Skyler
Skyler

Reputation: 420

passing wildcard arguments from bash into python

I'm trying to practice with python script by writing a simple script that would take a large series of files named A_B and write them to the location B\A. The way I was passing the arguments into the file was

python script.py *

and my program looks like

from sys import argv
import os
import ntpath
import shutil

script, filename = argv

target = open(filename)

outfilename = target.name.split('_') 

outpath=outfilename[1]
outpath+="/"
outpath+=outfilename[0]

if not os.path.exists(outfilename[1]):
    os.makedirs(outfilename[1])

shutil.copyfile(target.name, outpath)

target.close()

The problem with this is that this script the way it's currently written is set up to only accept 1 file at a time. Originally I was hoping the wildcard would pass one file at a time to the script then execute the script each time.

My question covers both cases:

  1. How could I instead pass the wildcard files one at a time to a script.

and

  1. How do I modify this script to instead accept all the arguments? (I can handle list-ifying everything but argv is what I'm having problems with and im a bit unsure about how to create a list of files)

Upvotes: 2

Views: 3173

Answers (1)

Tom Fenech
Tom Fenech

Reputation: 74615

You have two options, both of which involve a loop.
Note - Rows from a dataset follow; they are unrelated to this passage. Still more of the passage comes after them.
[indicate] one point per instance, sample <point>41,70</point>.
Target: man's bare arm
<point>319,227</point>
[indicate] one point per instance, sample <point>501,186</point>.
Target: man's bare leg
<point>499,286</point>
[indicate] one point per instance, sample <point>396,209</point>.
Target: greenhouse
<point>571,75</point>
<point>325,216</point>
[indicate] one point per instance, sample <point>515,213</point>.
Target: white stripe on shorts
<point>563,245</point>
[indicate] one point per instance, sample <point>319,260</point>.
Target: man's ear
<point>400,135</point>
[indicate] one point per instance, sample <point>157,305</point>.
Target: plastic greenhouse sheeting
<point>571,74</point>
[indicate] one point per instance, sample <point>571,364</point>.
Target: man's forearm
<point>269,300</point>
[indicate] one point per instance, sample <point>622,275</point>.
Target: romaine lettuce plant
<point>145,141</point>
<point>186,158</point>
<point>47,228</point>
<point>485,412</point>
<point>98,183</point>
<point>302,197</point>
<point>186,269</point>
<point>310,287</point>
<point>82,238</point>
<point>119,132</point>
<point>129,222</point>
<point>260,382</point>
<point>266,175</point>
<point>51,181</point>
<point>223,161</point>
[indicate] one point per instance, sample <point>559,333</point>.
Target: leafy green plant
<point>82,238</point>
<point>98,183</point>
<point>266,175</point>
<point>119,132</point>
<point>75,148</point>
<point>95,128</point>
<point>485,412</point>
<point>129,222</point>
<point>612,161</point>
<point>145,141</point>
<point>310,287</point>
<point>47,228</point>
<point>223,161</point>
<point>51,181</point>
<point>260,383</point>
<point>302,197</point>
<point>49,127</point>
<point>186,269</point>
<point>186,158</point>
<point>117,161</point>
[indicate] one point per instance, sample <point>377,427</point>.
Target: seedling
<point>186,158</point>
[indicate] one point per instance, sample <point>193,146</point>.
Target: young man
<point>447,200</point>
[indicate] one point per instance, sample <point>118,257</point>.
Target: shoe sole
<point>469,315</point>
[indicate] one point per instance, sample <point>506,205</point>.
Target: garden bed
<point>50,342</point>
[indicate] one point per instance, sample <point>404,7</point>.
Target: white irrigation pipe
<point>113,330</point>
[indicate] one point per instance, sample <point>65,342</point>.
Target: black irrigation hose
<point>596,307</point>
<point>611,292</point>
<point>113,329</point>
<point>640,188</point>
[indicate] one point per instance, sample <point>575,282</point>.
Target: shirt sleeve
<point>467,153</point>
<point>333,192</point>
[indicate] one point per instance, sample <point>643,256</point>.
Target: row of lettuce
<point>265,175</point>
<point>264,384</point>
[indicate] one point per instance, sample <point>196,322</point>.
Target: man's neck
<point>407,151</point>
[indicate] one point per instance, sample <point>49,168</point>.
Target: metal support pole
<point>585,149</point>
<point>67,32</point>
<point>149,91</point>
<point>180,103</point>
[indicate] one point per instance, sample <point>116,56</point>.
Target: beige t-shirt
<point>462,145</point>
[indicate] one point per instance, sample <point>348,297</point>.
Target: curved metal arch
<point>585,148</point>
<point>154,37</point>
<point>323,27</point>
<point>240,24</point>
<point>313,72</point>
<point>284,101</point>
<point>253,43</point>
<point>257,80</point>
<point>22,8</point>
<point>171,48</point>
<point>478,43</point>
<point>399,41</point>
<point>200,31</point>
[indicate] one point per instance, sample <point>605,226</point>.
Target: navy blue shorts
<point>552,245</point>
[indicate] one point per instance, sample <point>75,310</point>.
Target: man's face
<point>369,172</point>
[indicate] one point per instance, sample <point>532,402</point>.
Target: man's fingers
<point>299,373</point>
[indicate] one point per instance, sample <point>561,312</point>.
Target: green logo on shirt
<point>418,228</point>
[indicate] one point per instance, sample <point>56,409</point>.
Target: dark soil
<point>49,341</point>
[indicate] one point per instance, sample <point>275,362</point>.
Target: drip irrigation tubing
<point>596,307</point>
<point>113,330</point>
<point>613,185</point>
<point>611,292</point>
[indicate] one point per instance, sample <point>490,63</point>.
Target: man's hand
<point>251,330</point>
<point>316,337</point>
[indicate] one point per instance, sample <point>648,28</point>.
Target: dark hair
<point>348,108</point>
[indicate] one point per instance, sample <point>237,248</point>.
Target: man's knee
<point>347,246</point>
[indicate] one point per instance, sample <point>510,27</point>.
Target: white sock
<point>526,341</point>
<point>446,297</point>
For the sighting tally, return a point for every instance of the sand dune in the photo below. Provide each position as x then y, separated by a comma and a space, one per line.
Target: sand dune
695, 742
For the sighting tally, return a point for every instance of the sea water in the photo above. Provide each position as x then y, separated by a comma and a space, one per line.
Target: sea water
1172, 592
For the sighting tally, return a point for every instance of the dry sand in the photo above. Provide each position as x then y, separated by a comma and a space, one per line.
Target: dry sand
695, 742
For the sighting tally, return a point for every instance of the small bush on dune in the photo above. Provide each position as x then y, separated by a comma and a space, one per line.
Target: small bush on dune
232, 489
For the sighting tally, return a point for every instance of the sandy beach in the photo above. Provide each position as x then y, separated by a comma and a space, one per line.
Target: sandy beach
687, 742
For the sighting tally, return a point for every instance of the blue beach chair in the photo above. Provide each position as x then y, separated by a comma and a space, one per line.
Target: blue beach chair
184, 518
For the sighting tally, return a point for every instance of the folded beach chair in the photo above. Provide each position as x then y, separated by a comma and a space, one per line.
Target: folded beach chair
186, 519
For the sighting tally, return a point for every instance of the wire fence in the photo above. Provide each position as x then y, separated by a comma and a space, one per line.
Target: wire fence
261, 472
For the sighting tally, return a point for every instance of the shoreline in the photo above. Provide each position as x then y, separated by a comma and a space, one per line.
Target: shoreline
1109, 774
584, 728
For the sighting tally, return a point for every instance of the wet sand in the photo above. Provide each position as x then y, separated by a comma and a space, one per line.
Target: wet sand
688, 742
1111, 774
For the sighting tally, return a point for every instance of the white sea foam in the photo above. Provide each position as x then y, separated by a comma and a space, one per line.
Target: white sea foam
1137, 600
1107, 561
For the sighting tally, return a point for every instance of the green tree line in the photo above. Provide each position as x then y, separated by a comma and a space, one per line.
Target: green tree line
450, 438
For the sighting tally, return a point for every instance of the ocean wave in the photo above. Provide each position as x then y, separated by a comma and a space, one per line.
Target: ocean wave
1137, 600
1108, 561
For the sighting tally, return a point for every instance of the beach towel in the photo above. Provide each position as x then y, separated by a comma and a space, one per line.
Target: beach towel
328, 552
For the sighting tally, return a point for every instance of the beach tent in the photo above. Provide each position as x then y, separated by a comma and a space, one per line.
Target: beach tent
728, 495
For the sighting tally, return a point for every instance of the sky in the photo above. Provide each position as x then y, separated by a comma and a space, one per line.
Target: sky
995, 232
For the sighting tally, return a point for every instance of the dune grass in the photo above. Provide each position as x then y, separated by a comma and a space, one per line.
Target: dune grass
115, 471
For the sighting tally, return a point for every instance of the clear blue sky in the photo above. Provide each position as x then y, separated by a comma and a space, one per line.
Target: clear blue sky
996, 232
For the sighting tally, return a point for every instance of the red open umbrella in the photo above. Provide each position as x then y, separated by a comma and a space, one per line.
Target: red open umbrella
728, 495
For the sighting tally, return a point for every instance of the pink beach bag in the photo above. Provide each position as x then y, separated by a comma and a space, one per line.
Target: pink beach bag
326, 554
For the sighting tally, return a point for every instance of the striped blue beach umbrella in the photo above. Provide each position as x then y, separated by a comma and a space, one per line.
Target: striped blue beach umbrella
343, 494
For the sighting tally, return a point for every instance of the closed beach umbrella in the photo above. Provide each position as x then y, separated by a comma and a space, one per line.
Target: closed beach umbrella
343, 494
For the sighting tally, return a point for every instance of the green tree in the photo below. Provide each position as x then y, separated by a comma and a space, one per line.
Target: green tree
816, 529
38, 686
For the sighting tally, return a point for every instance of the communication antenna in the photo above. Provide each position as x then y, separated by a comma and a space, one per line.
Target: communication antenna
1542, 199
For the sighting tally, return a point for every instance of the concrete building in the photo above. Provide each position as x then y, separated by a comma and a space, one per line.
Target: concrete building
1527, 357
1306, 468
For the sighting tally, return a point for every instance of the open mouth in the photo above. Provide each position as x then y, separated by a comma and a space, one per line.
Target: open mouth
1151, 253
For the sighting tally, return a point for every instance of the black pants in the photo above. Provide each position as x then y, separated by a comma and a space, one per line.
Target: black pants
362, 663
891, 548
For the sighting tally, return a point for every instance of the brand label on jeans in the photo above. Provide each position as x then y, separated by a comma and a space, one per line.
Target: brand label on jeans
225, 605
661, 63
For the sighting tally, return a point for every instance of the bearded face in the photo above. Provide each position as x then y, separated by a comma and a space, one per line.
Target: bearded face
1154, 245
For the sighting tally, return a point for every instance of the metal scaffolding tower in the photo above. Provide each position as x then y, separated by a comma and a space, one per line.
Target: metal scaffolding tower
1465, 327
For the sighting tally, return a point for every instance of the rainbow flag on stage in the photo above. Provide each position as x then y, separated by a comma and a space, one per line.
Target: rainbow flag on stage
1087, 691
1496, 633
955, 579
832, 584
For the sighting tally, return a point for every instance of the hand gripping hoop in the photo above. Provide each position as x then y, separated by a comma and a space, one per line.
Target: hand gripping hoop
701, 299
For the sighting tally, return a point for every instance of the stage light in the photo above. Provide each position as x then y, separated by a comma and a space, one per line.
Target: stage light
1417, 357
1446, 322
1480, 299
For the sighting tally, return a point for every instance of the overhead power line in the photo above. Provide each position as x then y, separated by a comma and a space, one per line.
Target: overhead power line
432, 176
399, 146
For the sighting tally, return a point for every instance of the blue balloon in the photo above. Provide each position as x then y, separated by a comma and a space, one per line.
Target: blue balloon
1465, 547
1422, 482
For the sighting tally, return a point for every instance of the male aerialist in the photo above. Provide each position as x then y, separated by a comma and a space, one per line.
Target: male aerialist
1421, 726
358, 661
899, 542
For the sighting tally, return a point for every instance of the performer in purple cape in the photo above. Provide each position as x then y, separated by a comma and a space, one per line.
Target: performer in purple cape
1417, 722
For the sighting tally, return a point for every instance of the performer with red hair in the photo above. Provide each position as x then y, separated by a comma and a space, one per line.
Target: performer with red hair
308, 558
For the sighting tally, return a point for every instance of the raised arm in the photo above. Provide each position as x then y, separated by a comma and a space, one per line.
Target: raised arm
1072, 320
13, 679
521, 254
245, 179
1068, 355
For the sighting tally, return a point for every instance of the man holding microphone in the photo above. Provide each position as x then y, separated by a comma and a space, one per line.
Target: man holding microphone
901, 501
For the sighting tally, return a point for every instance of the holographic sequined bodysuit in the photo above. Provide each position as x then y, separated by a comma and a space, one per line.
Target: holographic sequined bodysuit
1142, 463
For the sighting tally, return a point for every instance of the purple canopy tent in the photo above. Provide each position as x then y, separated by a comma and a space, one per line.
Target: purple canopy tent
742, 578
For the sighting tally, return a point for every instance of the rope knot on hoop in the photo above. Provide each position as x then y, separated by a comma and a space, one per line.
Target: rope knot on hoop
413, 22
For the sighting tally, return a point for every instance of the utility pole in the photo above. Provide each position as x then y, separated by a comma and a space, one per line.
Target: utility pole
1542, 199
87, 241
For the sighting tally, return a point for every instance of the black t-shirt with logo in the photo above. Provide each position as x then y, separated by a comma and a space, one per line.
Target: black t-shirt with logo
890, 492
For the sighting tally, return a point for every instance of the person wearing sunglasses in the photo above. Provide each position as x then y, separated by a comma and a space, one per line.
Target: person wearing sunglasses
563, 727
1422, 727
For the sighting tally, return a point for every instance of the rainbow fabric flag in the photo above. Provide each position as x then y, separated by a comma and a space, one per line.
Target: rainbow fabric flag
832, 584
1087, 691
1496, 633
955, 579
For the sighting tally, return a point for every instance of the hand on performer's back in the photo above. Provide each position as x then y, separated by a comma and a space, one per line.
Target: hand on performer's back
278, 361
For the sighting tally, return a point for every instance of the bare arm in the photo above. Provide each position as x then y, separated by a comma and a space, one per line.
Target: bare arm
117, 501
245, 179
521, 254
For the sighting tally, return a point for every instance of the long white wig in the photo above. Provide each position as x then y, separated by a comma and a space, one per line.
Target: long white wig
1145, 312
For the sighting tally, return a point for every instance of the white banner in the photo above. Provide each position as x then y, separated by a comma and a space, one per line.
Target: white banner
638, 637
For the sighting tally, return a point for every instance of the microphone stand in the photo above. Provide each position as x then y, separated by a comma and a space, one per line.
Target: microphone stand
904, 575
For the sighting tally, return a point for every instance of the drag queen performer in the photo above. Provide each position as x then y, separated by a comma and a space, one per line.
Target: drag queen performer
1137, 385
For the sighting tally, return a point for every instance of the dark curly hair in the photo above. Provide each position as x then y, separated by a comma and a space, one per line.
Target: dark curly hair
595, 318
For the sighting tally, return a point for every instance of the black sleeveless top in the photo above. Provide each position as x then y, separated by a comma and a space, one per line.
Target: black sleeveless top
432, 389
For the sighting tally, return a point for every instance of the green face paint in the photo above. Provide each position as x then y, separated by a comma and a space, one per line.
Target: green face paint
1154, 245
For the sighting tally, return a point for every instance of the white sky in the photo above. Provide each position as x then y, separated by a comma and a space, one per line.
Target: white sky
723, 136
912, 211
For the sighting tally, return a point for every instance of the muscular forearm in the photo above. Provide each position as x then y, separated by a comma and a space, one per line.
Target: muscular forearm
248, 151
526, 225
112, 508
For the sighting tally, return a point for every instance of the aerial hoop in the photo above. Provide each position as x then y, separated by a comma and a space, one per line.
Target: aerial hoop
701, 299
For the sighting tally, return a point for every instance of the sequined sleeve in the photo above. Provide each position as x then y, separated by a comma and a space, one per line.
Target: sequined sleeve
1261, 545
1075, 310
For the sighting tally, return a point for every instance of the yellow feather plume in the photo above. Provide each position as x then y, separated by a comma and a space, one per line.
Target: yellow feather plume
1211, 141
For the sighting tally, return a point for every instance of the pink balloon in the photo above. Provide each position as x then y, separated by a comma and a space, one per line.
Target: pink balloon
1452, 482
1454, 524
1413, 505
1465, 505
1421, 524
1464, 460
To pass the files one by one, use a shell loop:

for file in *; do python script.py "$file"; done

This will invoke your script once for every file matching the glob *.

To process multiple files in your script, use a loop there instead:

from sys import argv
for filename in argv[1:]:
    # rest of script

Then call your script from bash like python script.py * to pass all the files as arguments. argv[1:] is an array slice, which returns a list containing the elements from argv starting from position 1 to the end of the array.

I would suggest the latter approach as it means that you are only invoking one instance of your script.